Stop reading for one minute and think about that. In their view, believing that hard work usually is associated with success makes you a “system justifier” because that belief inherently blames people for the bad outcomes they get. But I’m not so sure about the immutability of that association. While it is possible that belief in hard work can be system-justifying, it need not be so. “If I work hard to prune this tree, it will be more likely to grow fruit” does not seem especially system justifying, as it doesn’t necessarily involve any social systems. Indeed, the two things are conceptually orthogonal. I might believe that hard work generally leads to good outcomes and yet believe that nonetheless this occurs in spite of admitted societal unfairness….
Thus, while it is certainly possible for someone to hold a belief in hard work to blame others’ failures on their lack of hard work, it need not be so. And there is no denying that believing in hard work also produces agency — the belief that one can make a difference — which is psychologically healthy….
So what happens when we try to separate the psychological adjustment and system justification models? Several years ago, our lab conducted a set of 5 studies to evaluate that question. We pitted the system justification theory against the psychological adjustment theory….
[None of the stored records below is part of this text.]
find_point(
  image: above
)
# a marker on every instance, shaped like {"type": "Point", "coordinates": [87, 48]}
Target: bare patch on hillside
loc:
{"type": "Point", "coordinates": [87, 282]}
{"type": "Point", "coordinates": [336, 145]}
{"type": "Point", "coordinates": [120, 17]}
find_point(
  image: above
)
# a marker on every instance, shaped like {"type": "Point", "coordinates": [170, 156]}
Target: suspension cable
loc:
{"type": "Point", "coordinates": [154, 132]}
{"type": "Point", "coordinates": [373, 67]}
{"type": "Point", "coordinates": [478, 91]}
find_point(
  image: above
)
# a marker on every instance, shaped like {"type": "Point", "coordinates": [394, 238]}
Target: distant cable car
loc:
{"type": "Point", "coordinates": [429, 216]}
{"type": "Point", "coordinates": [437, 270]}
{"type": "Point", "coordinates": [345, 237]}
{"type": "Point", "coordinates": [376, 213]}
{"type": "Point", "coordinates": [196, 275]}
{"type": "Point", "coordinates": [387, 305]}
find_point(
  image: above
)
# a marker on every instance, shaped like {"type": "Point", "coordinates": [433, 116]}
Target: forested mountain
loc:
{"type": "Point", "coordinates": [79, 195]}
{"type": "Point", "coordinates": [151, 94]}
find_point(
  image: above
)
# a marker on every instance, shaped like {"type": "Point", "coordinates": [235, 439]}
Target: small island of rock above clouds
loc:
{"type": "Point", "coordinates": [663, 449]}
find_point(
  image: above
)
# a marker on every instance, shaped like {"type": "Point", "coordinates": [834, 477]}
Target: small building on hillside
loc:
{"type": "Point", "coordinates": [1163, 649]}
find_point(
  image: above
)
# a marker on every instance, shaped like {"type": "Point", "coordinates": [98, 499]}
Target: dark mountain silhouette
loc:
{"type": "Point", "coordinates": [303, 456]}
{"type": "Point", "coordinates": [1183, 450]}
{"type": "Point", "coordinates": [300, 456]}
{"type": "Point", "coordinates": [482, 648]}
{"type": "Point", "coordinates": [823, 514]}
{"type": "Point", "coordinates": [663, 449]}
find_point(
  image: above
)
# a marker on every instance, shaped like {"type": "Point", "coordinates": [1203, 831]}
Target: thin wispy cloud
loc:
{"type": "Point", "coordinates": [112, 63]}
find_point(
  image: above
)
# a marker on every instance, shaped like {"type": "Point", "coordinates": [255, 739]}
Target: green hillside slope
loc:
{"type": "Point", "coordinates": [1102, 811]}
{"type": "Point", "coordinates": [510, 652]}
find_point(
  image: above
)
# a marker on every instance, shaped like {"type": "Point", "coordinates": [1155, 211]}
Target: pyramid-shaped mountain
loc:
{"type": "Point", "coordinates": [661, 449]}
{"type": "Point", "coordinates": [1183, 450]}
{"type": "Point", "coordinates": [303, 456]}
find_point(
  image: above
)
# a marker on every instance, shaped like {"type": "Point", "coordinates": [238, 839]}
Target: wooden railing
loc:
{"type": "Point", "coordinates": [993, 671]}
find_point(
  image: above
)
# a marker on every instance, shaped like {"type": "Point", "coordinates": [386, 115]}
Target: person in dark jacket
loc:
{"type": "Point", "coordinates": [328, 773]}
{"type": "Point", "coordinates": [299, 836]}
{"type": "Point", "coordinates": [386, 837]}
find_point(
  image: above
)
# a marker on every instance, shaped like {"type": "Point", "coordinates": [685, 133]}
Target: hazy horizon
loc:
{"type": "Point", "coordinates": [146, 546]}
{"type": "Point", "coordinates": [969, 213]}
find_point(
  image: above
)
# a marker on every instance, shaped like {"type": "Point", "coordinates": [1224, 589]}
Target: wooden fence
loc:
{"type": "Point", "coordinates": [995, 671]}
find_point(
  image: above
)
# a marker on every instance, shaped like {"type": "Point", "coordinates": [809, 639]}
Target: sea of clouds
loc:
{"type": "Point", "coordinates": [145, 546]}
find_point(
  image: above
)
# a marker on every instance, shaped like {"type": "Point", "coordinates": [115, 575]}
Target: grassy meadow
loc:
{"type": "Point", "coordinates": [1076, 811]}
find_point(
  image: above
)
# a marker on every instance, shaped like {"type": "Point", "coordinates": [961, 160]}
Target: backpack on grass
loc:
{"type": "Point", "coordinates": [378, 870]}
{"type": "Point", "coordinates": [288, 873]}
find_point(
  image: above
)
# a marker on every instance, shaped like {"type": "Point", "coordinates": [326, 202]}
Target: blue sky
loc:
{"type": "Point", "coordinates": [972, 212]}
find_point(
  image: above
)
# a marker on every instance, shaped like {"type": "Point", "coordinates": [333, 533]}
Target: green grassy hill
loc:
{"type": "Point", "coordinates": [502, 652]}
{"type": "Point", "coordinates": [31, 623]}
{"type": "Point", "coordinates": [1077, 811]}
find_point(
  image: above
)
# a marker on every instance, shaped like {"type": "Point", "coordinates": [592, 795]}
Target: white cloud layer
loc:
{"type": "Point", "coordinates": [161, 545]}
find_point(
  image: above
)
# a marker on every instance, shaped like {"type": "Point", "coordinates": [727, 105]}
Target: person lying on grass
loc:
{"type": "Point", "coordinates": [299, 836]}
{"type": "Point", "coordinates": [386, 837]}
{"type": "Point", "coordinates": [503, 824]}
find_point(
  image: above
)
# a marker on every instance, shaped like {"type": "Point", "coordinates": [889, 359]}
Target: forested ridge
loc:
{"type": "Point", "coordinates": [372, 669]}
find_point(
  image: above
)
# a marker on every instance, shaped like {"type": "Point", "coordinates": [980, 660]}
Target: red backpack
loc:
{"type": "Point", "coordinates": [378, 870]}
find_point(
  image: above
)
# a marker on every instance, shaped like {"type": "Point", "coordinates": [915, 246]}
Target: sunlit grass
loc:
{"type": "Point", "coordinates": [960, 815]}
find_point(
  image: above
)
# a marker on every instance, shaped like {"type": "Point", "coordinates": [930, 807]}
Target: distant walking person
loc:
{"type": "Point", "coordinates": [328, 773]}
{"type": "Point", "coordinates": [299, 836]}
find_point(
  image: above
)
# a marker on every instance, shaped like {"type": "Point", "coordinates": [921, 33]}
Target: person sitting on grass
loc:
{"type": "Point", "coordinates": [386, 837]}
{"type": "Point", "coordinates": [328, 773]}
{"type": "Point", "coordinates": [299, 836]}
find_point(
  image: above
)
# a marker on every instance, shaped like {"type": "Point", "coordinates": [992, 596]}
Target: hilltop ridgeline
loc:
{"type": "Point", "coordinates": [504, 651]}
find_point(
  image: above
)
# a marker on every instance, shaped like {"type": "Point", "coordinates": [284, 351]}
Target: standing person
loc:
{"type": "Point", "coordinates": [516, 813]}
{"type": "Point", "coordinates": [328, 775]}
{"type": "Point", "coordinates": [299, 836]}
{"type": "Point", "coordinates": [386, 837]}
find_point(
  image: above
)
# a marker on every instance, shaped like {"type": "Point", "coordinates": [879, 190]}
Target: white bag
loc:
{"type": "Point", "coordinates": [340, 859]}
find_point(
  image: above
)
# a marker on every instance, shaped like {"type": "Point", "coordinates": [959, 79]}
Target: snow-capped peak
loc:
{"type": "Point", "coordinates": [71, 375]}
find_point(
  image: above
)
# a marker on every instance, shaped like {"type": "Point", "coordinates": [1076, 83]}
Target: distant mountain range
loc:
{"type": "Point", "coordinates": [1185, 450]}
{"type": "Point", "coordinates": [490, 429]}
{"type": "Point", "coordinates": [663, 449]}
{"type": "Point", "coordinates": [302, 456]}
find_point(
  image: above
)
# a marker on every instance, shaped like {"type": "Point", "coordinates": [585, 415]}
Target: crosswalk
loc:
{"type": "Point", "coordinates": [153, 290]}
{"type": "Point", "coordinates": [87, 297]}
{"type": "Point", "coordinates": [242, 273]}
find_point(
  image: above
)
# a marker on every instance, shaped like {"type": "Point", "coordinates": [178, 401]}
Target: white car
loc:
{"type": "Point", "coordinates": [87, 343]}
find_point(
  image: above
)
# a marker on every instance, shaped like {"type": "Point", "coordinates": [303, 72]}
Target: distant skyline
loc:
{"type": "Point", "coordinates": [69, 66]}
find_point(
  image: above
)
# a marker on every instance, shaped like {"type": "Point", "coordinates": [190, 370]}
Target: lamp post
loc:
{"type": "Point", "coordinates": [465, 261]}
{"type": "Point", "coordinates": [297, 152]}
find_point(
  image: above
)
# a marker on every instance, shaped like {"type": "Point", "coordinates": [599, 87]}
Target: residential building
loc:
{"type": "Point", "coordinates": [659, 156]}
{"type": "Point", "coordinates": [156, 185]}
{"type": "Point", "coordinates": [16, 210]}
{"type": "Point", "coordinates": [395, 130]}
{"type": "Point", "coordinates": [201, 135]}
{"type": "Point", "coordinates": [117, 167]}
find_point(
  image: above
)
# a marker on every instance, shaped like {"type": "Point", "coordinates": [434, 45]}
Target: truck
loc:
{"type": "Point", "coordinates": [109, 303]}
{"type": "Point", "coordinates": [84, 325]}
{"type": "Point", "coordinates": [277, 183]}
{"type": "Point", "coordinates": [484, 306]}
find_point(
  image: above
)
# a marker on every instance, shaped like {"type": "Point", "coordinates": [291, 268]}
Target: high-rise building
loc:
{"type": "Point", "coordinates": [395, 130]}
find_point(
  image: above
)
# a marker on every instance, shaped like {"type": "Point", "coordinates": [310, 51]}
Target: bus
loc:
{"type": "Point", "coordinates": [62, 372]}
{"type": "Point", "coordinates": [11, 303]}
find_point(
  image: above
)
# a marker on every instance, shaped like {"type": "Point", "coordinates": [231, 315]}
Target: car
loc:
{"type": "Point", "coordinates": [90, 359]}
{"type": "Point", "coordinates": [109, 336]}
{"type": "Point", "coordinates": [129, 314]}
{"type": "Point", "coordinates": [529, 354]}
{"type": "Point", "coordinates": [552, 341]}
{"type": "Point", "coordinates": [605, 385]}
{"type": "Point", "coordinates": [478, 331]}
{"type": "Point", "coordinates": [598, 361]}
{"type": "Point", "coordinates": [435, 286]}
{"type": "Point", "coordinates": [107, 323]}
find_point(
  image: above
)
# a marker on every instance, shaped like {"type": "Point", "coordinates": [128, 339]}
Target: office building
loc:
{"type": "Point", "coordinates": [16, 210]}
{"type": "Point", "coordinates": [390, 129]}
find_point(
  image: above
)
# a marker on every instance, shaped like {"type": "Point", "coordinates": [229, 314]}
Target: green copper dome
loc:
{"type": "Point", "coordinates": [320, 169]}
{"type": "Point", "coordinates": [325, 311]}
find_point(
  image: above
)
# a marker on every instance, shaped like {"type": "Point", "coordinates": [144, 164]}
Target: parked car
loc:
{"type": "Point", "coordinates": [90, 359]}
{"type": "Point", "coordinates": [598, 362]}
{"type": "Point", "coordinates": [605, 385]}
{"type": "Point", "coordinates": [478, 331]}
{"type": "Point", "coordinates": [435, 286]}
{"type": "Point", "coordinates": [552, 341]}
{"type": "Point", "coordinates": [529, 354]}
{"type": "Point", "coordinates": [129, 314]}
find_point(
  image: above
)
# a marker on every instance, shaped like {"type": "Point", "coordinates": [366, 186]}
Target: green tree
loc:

First, we found that direct measurements of a desire for social group inequality — the hallmark of the system justification explanation, a variable called “Social Dominance” — did not explain why conservatives were happy at all….
Second, three variable sets associated with psychological adjustment — religiosity, belief in hard work/achievement, and anti-entitlement attitudes — were good predictors of conservative happiness….
Third, Jost and Napier’s System Justification Scale, which is essentially a measurement of the degree that Americans believe American society is a good place, was in fact one of the better predictors of conservative happiness across our five studies. However, the system justification scale was also related to beliefs generally associated with psychological adjustment (hard work, religiosity). So even though the “system justification” scale explained part of conservative happiness, this is not overwhelmingly good evidence for the nastier implications of the system justification model. At worst for conservatives, it means that they are happier in part because living in a society they like makes them happy….
[R]esearchers often completely miss emphasizing the positive benefits of self-control, religion, hard work, and mental toughness in helping people deal with life’s challenges. In this omission, they do not largely fail conservatives — who are presumably doing those things anyway — they rather fail their liberal constituents by not equipping them with legitimate psychological tools for well-being….
Second, and more insidiously, this perspective simply mis-characterizes conservatives as uncaring people who, like rich autocrats stealing from the poor people they rule, gain their happiness at the expense of their lesser brethren….
For example, a recent four-study article illustrated that conservatives in both the United States and the United Kingdom actually show more empathy to their political enemies than liberals do. In the words of the authors: “conservatives consistently showed more empathy to liberals than liberals showed to conservatives.”
As I said: self-confidence and self-reliance (agency) make for happiness. Conservatives tend to have more of those things than “liberals”, which frees them (conservatives) of financial and regulatory dependence on the state and from psychological dependence on purveyors of lies — including lies about conservatism.